If you fall below these statutory requirements it is still worth considering the following points to identify ways to minimise the quantities of the packaging that your company handles:

 

  • Do the products that you produce need to be packaged at all?
  • If packaging is necessary can you reduce the amount of packaging that you use?
  • Can you recover your product packaging from your distributors/ wholesalers for re-use? If not, could you change the way that your products are packaged so that this becomes feasible?
  • Wholesalers/retailers/distributors – can the packaging that you receive be returned to the supplier for reuse? For example, some of the major engine manufacturers and supermarkets now distribute their products on re-usable plastic pallets.
  • Can you re-use the packaging, which comes with the materials/products which you purchase? If not, could an adjacent local business/school/charity re-use it? Conversely, could your company use, for example, second hand cardboard boxes? By doing so you could save your company money.
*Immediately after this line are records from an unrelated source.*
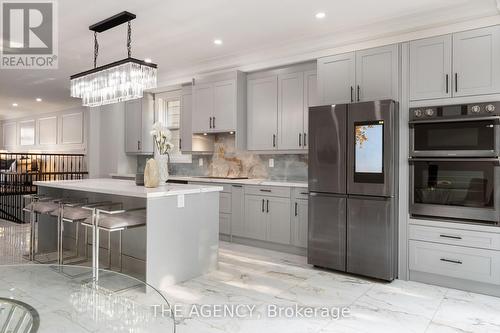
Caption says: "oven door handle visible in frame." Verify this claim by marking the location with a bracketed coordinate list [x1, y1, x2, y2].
[408, 116, 500, 125]
[408, 157, 500, 165]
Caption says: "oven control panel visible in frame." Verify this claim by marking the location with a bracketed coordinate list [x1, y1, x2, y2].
[410, 102, 500, 121]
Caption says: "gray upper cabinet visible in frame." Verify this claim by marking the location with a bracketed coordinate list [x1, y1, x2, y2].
[302, 70, 320, 149]
[125, 94, 154, 154]
[317, 52, 356, 104]
[247, 63, 318, 151]
[278, 72, 304, 149]
[410, 35, 452, 100]
[318, 45, 399, 104]
[356, 45, 399, 102]
[192, 71, 246, 135]
[179, 86, 193, 152]
[453, 26, 500, 96]
[247, 75, 278, 150]
[212, 80, 236, 132]
[192, 83, 214, 133]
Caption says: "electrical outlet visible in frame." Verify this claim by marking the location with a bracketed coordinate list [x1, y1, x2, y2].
[177, 194, 184, 208]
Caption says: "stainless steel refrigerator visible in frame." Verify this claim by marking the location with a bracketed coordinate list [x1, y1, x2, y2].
[308, 100, 398, 281]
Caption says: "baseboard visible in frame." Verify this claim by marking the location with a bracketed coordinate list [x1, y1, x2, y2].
[219, 234, 307, 256]
[410, 270, 500, 297]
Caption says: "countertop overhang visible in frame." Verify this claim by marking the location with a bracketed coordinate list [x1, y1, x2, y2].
[33, 178, 223, 198]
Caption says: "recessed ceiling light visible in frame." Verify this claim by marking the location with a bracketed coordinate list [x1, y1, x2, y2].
[316, 12, 326, 20]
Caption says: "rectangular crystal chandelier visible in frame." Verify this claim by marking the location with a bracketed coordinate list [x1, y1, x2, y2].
[70, 58, 157, 107]
[70, 11, 157, 107]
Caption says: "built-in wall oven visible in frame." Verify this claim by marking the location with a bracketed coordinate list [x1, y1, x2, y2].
[410, 102, 500, 224]
[410, 102, 500, 157]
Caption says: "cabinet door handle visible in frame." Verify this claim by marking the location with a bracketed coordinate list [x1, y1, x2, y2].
[439, 235, 462, 239]
[439, 258, 463, 265]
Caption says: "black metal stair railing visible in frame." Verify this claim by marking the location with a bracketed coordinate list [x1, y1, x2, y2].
[0, 153, 88, 223]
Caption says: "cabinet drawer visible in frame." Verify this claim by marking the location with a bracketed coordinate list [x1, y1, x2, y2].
[189, 181, 231, 193]
[245, 186, 290, 198]
[219, 192, 231, 214]
[409, 240, 500, 285]
[219, 214, 231, 235]
[410, 225, 500, 250]
[293, 187, 309, 200]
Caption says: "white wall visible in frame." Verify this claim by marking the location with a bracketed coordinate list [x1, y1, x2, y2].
[88, 103, 137, 178]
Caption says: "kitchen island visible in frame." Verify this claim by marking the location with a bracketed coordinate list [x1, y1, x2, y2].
[35, 178, 223, 290]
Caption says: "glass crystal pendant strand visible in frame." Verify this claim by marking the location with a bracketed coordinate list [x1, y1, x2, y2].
[70, 13, 157, 107]
[71, 62, 157, 107]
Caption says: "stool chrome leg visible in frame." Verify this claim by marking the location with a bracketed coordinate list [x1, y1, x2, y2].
[108, 231, 111, 270]
[118, 230, 123, 273]
[92, 212, 99, 282]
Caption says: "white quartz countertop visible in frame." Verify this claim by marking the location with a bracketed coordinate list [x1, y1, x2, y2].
[34, 178, 223, 198]
[169, 176, 308, 188]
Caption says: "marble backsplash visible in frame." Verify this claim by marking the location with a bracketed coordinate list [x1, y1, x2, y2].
[138, 135, 307, 181]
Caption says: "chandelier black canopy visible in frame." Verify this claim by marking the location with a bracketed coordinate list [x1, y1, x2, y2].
[70, 11, 157, 107]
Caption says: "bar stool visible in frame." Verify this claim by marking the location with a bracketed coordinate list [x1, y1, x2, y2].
[82, 208, 146, 281]
[50, 198, 112, 265]
[23, 194, 61, 261]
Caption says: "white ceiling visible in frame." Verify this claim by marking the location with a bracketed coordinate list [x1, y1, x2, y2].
[0, 0, 498, 118]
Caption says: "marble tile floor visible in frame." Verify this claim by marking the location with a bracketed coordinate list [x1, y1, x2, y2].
[0, 218, 500, 333]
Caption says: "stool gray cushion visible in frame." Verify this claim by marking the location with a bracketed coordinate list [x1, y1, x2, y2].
[26, 201, 59, 214]
[50, 207, 92, 221]
[92, 209, 146, 229]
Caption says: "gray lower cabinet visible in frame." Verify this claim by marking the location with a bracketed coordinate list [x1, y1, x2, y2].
[265, 197, 291, 244]
[244, 195, 291, 244]
[408, 224, 500, 289]
[292, 200, 309, 248]
[244, 195, 267, 240]
[231, 185, 245, 237]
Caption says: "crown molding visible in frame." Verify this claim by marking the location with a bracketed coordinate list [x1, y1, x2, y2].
[158, 5, 500, 87]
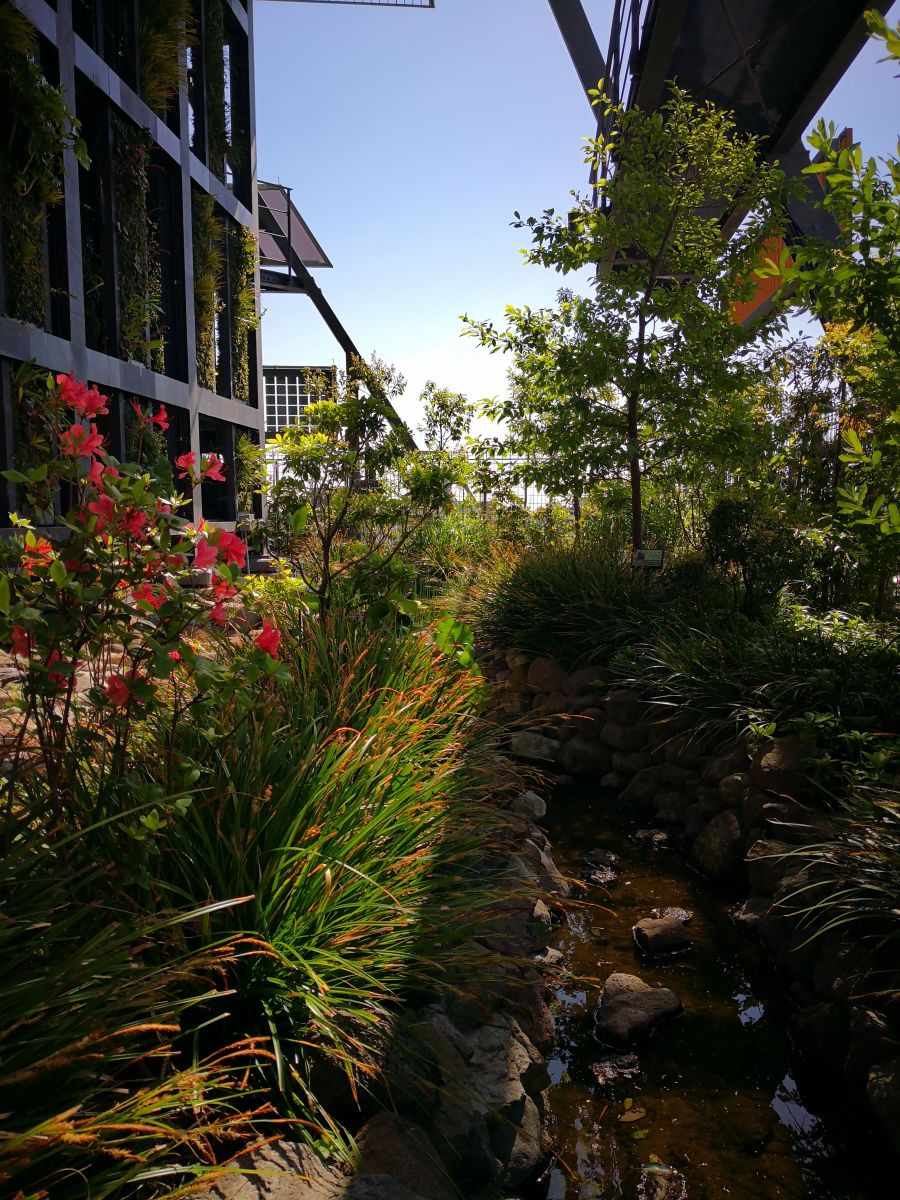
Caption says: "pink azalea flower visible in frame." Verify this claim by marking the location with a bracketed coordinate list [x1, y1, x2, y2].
[175, 450, 197, 479]
[59, 421, 103, 458]
[193, 536, 218, 571]
[103, 676, 131, 707]
[218, 529, 247, 568]
[253, 619, 281, 659]
[203, 454, 226, 484]
[11, 625, 31, 659]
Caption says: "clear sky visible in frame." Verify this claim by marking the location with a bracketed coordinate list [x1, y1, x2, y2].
[253, 0, 900, 436]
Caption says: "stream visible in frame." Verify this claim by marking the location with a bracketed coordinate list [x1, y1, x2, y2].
[524, 787, 896, 1200]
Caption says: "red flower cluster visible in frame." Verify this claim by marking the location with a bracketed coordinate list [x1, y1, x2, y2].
[56, 374, 109, 421]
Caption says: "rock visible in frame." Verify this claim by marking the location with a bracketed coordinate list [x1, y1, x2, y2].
[355, 1112, 457, 1200]
[595, 972, 682, 1045]
[526, 658, 565, 692]
[684, 804, 708, 841]
[637, 1163, 688, 1200]
[691, 809, 744, 883]
[697, 784, 727, 821]
[666, 730, 703, 768]
[510, 792, 547, 821]
[650, 905, 694, 925]
[629, 829, 671, 851]
[612, 750, 652, 775]
[659, 762, 700, 791]
[534, 946, 565, 967]
[196, 1141, 348, 1200]
[719, 772, 754, 809]
[602, 688, 647, 724]
[600, 721, 647, 750]
[653, 791, 688, 824]
[622, 767, 662, 805]
[744, 840, 796, 896]
[702, 745, 748, 787]
[532, 691, 569, 715]
[582, 847, 619, 887]
[731, 896, 772, 931]
[558, 733, 611, 776]
[631, 917, 694, 955]
[590, 1054, 641, 1086]
[844, 1004, 900, 1085]
[560, 667, 604, 696]
[750, 733, 814, 798]
[345, 1175, 431, 1200]
[865, 1057, 900, 1152]
[509, 730, 559, 762]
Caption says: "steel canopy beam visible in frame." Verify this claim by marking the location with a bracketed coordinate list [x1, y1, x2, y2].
[550, 0, 606, 114]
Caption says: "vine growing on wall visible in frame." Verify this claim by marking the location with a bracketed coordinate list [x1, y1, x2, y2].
[113, 114, 166, 372]
[0, 2, 89, 326]
[203, 0, 228, 179]
[140, 0, 194, 116]
[191, 192, 224, 391]
[228, 224, 259, 403]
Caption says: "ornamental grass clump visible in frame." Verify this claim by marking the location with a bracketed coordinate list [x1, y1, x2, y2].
[148, 610, 501, 1144]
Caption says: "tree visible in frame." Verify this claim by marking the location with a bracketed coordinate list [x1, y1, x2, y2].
[760, 12, 900, 551]
[268, 359, 458, 620]
[419, 379, 475, 454]
[468, 90, 784, 550]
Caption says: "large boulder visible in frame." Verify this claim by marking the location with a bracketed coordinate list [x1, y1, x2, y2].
[509, 730, 559, 762]
[750, 733, 815, 799]
[526, 658, 565, 692]
[600, 721, 647, 750]
[631, 917, 694, 955]
[562, 667, 602, 696]
[691, 809, 744, 883]
[594, 972, 683, 1045]
[197, 1141, 348, 1200]
[602, 688, 647, 724]
[356, 1112, 457, 1200]
[865, 1057, 900, 1152]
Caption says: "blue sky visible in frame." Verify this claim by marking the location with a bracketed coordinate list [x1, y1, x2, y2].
[253, 0, 900, 424]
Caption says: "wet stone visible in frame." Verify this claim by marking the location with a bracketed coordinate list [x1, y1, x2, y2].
[650, 905, 694, 925]
[630, 829, 672, 850]
[582, 848, 619, 887]
[631, 917, 694, 956]
[590, 1054, 641, 1087]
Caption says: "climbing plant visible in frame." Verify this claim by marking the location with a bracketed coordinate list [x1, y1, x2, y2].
[191, 192, 224, 391]
[140, 0, 194, 116]
[0, 2, 89, 326]
[113, 113, 166, 372]
[203, 0, 228, 179]
[228, 223, 259, 403]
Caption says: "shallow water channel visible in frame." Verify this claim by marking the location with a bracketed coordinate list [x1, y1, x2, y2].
[528, 790, 896, 1200]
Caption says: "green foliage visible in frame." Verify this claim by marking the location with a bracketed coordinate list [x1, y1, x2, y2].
[140, 0, 196, 116]
[469, 90, 782, 547]
[266, 360, 461, 618]
[419, 379, 475, 454]
[113, 114, 166, 372]
[228, 221, 259, 404]
[0, 9, 88, 328]
[782, 790, 900, 997]
[191, 190, 224, 391]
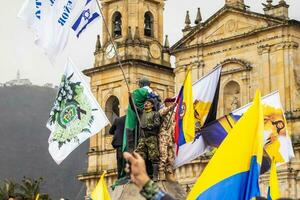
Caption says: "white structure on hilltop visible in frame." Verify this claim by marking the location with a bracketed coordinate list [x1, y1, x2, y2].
[4, 70, 32, 86]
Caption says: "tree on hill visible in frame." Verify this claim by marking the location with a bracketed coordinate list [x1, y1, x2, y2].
[0, 177, 51, 200]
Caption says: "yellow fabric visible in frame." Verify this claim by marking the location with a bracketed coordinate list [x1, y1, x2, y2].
[187, 91, 264, 200]
[182, 69, 195, 142]
[265, 139, 284, 163]
[91, 173, 110, 200]
[269, 159, 280, 199]
[194, 101, 211, 126]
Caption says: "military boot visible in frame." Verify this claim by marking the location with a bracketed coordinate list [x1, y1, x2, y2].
[152, 163, 158, 181]
[158, 170, 166, 181]
[166, 172, 177, 183]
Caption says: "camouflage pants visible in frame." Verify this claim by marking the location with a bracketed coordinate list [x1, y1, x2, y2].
[136, 136, 159, 163]
[159, 130, 175, 173]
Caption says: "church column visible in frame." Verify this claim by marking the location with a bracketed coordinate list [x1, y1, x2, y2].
[270, 43, 287, 109]
[258, 45, 271, 95]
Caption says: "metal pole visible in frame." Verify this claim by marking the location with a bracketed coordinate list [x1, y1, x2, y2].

  • Ask your supplier whether they can supply the product in an alternative packaging, which could be reused or recycled. For example, some resin manufacturers now supply their products in plastic bags supported by a metal frame. The metal frame is re-usable and the customer using the resin no longer has to pay the high costs of disposing of used chemical drums.
  • Is the packaging which you use recyclable and if so is there a clear indication of this to the customer? For example, plastic which is recyclable has the symbol showing three arrows forming a triangle. Speak to your suppliers if you are unsure as to the ‘recyclability’ of your packaging.